In 2004, women in the United States earned more than half the academic degrees conferred in every category, whether associate, bachelor, master, doctoral, or professional. More than 58 percent of college attendees in 2009 are female. What social changes explain this growing gender gap in educational attainment? Has the higher education and income of the baby boomers made it easier for their daughters to go to school or has the increase of women in the labor force led young women to invest more heavily in their education?

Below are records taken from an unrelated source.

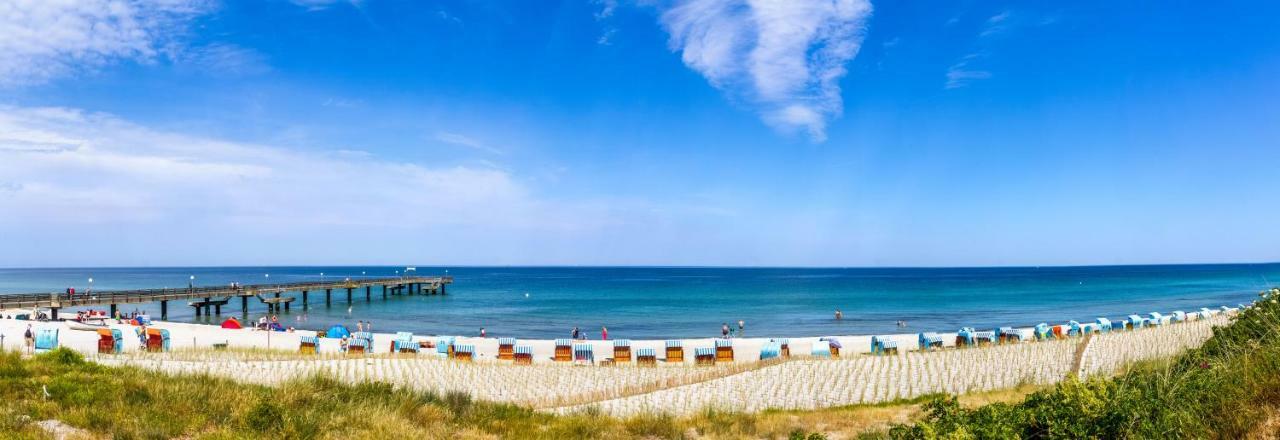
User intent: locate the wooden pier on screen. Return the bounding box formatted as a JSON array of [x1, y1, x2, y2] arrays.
[[0, 276, 452, 320]]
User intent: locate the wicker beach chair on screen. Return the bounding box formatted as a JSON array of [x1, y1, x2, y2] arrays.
[[612, 339, 632, 363], [665, 340, 684, 363], [346, 337, 367, 355], [694, 347, 716, 366], [352, 332, 374, 352], [554, 339, 573, 362], [759, 342, 781, 360], [1126, 314, 1145, 330], [1067, 321, 1082, 337], [881, 339, 899, 355], [973, 330, 997, 346], [714, 339, 734, 362], [513, 345, 533, 365], [436, 337, 455, 357], [956, 327, 976, 348], [144, 328, 169, 352], [299, 335, 318, 354], [1034, 323, 1052, 340], [33, 328, 58, 353], [392, 332, 418, 354], [1147, 312, 1168, 326], [96, 328, 122, 354], [871, 335, 892, 355], [1096, 318, 1112, 333], [778, 338, 791, 357], [497, 337, 516, 360], [918, 332, 944, 351], [453, 344, 474, 361], [1171, 311, 1187, 323], [572, 343, 594, 365], [636, 347, 657, 366]]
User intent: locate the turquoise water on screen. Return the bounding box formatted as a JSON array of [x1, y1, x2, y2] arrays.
[[0, 265, 1273, 339]]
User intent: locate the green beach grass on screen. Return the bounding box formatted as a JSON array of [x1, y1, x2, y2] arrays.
[[1, 292, 1277, 439]]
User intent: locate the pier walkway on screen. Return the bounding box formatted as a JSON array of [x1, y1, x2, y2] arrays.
[[0, 276, 452, 320]]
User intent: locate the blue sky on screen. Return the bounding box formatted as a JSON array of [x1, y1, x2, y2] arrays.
[[0, 0, 1278, 267]]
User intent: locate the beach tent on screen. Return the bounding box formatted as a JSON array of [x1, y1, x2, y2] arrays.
[[220, 318, 242, 329], [326, 325, 351, 339]]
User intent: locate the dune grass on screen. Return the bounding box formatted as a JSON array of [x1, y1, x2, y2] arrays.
[[885, 293, 1280, 439]]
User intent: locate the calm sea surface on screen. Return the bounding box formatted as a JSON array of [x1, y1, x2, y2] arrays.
[[0, 265, 1273, 339]]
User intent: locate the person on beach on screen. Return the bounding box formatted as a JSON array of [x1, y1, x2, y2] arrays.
[[356, 321, 364, 332], [366, 321, 372, 332], [721, 323, 730, 338], [601, 326, 608, 340], [23, 324, 33, 353], [835, 309, 843, 320], [572, 327, 581, 340], [479, 327, 486, 338], [738, 320, 745, 337]]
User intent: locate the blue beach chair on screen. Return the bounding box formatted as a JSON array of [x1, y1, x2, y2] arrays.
[[956, 327, 976, 347], [1171, 311, 1187, 323], [437, 336, 455, 357], [810, 340, 832, 357], [1034, 323, 1051, 340], [1096, 318, 1112, 333], [871, 335, 891, 354], [34, 328, 58, 353], [1148, 312, 1167, 326], [1126, 315, 1145, 330], [918, 332, 944, 351], [973, 330, 997, 345], [759, 341, 781, 360], [299, 335, 319, 354], [694, 347, 716, 365]]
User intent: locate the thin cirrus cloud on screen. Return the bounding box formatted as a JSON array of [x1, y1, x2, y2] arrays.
[[434, 132, 504, 155], [657, 0, 874, 142]]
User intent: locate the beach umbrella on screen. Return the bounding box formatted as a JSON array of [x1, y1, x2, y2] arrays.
[[326, 325, 351, 338]]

Economist Raquel Fernández of New York University would like to estimate how such specific factors as gradual intergenerational change, the change in the ratio of college to high-school earnings over time, marriage patterns, and labor force participation of women affect future household sorting and intergenerational mobility. With an award from Russell Sage, Fernández will study marital patterns of women between 1970 and 2005 and develop a simple quantitative model of education, work, and marriage to assess the importance of different economic mechanisms and how they may impact future inequality.
Specifically, Fernández will explore three, central hypotheses. The first hypothesis is that the rising skill premium and greater probability of divorce might increase the competition among women to marry highly skilled men and lead to a higher percentage of women becoming more educated. Another hypothesis is that women may experience a higher return from a college education than men. Some research suggests that while overall wages for women are lower at every educational level, the incremental return to each additional year of education is higher. The third hypothesis is that educating men is loaded with hidden costs—later maturation and/or a higher instance of behavioral problems may lead to the “economically easy” increase in educating women.